Second, since she was in the water approximately half the time she had been in the water in the winter, she had no expectations. She didn’t put so much pressure on herself when she was swimming in meets because she shouldn’t have swum fast because she’d hardly been training.
And swimming went from being something stressful back to what it was supposed to be.
ENJOYABLE.
Last weekend was the championship meet for 14 and under swimmers in Connecticut.
Number 4 had zero expectations for herself because her season had been so sporadic.
I watched her on deck from the stands.
She was laughing and cheering and talking with her friends from other teams, and she was dancing behind the blocks before her events when the music was played.
SHE WAS HAVING SUCH A GOOD TIME.
And you know what happened?
Number 4 had the meet of her life.
In six events, she dropped a total of 40.02 seconds.
This means nothing to you if you aren’t a swimmer.
(If you are a swimmer, that’s an average of almost seven seconds per event, and she swam three 200’s, one 100, and two 50’s).
In laymen’s terms, she dropped a shit ton of time and swam incredibly fast.
Fast enough that she is currently ranked 18th in the country among eleven year old girls in one of those events.
She does not know this.
And I will not tell her this.
That will just create pressure for her. Self-imposed pressure. She doesn’t need the pressure.
Because the anxiety has finally disappeared.
At finals on the last night of the meet she said to me, “Mom, this is literally the most amazing swim meet of my life.”
A swim meet where she had no expectations for herself other than to have a good time with her new teammates and catch up with her old ones.
And then when we were all completely depleted and had finally gotten home after having spent more than 30 hours at the pool over the last three days, I went upstairs to say goodnight to Number 4 who was already snuggled under her covers.
And she said to me, “Mom?”
“Yeah?” I answered.
“I DON’T THINK I COULD POSSIBLY BE HAPPIER THAN I AM RIGHT NOW.”

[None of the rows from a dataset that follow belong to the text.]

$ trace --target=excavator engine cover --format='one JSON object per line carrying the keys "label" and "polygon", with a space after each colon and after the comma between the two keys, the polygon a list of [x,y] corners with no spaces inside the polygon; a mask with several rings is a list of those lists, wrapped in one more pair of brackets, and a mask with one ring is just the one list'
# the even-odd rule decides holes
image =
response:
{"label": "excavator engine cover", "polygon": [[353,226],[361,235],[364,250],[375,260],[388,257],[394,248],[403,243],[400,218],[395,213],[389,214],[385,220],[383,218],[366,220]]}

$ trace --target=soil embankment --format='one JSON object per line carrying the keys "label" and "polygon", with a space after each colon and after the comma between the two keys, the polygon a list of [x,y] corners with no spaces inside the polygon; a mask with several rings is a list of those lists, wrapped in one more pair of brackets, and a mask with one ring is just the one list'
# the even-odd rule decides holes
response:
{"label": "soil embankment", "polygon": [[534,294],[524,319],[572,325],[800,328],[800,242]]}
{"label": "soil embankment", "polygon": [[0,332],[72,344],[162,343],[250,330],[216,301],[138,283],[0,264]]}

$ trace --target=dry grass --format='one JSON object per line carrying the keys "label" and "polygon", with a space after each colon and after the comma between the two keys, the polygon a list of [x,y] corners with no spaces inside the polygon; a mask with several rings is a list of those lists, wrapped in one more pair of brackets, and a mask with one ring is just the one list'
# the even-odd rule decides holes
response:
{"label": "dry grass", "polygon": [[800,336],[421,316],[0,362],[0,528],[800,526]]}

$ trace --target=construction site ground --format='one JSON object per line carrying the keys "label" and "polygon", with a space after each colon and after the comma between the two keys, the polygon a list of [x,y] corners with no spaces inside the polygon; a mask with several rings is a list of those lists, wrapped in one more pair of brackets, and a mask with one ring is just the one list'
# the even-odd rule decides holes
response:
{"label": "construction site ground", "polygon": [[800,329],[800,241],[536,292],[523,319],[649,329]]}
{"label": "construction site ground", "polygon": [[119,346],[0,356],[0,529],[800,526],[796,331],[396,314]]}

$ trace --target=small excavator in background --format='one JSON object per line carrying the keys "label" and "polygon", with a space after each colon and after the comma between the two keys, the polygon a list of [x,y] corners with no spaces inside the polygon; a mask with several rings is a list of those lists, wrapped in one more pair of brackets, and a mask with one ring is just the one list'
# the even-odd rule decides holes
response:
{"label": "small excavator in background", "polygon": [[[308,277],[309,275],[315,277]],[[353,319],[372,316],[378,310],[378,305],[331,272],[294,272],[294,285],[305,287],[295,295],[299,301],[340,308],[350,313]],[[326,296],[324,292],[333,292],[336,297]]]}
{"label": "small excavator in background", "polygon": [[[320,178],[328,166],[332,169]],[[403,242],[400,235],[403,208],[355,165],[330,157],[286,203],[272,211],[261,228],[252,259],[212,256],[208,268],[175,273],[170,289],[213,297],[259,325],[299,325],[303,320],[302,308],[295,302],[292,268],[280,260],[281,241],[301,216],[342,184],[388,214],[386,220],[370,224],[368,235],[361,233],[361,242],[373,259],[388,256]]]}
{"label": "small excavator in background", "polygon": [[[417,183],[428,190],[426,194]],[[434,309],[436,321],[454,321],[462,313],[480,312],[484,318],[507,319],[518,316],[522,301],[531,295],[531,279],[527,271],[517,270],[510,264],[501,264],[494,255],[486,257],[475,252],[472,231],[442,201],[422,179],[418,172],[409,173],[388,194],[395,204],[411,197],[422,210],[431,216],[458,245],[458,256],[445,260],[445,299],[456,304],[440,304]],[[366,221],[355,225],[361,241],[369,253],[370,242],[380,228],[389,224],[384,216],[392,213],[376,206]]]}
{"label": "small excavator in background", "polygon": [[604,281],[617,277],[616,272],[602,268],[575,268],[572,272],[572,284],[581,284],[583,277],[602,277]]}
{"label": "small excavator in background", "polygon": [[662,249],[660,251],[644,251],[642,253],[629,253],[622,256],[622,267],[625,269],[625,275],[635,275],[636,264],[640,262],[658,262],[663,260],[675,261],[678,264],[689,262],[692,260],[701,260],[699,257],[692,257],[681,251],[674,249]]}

And I kind of felt the exact same way.
Because things had come full circle for her. And swimming had become fun again.
And who knows.
Someday that Olympic dream may still become a reality for Number 4 after all.
BRSD says
Very nice post
I suggest reading this book
Norwich by Karen Crouse
not your average mom says
I’ll check it out 🙂
seema sikka says
A very apt and thoughtful post to bring up kids. Instead of pushing her to do better, u are helping her to chill out. This approach will benefit the kids in the long run. U somehow make complicated issues sound so simple!